Пришел ли Один-Водан с Востока? (Ферхаген) - страница 29

Затем возникли предположения об одном из разбойничьих набегов степных всадников, тем более, что также в Силезии, Богемии, Трансильвании и Центральной Болгарии можно было найти доказанные следы скифских нападений в шестом и пятом веках. Предполагали даже вторжение с продолжительными последствиями. Карл Йеттмар в своей книге «Ранние степные народы» (1980) пишет: «Так как по-прежнему считается, что скифы овладели Южной Россией, и в качестве кочевых завоевателей правили мирными крестьянами, возникает также вопрос, не повторились ли эти события и в Центральной Европе за пределами круга света письменных источников. Не дошло ли также и здесь до поселения и основания государства?»

Археолог Феттих, на которого ссылается Йеттмар, выступил против мнения, что, мол, появление скифов в Центральной Европе было здесь только эпизодом. Он полагал, что «скорее нужно считаться с массивной колонизацией», с господствующим слоем, который позже растворился в населении. Другие исследователи заявляют, что так называемая Лужицкая культура неоднократно и сильно страдала от ударов скифов.

Здесь у нас теперь, во всяком случае, есть археологическое свидетельство, лучше которого мы не смогли бы себе и пожелать. Так как в провинции Бранденбург (и так же в Силезии и в Лаузице) в те времена жили свевы, т.е. германцы. Скифская колонизация на германской земле?
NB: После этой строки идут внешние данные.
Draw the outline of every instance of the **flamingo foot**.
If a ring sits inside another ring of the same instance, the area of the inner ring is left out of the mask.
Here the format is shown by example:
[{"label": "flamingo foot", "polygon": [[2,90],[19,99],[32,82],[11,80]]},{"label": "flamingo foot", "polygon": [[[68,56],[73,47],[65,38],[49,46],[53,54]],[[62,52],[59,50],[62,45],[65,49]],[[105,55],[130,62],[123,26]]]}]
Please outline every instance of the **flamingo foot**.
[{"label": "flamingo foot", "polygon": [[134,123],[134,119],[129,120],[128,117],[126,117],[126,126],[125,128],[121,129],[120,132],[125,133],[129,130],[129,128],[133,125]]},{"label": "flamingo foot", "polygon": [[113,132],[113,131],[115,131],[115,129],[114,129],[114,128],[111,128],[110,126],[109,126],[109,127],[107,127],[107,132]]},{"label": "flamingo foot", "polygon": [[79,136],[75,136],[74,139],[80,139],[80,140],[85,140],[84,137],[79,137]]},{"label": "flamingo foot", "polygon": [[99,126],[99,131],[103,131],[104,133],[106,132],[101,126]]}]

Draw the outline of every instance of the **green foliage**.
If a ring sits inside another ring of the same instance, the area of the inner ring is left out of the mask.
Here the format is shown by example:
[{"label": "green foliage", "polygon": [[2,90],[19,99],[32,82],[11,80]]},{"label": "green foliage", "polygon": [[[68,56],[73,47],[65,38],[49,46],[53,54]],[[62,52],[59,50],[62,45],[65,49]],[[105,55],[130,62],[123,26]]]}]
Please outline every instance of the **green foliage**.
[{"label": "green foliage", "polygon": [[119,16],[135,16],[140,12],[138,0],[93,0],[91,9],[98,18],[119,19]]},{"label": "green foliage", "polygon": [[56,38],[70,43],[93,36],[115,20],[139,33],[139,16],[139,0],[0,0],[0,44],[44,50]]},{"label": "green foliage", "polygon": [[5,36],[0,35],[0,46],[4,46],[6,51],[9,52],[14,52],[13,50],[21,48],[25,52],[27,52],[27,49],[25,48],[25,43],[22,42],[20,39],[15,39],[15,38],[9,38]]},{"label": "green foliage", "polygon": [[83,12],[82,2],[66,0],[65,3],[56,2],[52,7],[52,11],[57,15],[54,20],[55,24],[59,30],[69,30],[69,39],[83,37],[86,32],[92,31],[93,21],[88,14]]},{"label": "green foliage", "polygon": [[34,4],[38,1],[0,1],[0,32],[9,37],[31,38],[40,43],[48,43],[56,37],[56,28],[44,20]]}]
Не могло ли и здесь действительно произойти то же самое, что и в кельтской области Гальштатской культуры? Возможно ли, что также и над германцами Восточной и Северной Германии прокатилась волна народов из Причерноморья и вызвала изменения обычаев, условий жизни и взглядов на жизнь, и, прежде всего, религиозных обычаев и представлений?

Мы, как уже говорилось, благодаря письменным свидетельствам, которые открыл Шпанут, сегодня знаем очень много о жизни, обычаях, привычках и религии жителей Северной Европы в Бронзовый век. О германцах более позднего времени – со второго столетия до Р. Х. – римляне написали много интересного и поучительного. Но между этими периодами зияет пробел.

Все же, ясно одно: рассказы римлян изображают картину, которая в нескольких моментах отличается от более ранней, до пробела. Здесь что-то заметно изменилось со времени «благочестивых и мудрых гипербореев».

Германцы римского времени изображаются, пожалуй, как благочестивые, но не как мудрые люди, также не как столь оседлые и состоятельные, как северные люди Бронзового века. О них не говорят, что они, прежде всего остального, любят богатые «украшения, горячие ванные и спокойствие». Появилось что-то беспокойное в их характере, что-то исключительно склонное к путешествиям и войне. Они любят войну и перемену мест гораздо больше, чем раньше – совсем как кельты, о которых римляне говорят точно то же самое. Рядом с «яростью» галлов стоит «Furor teutonicus».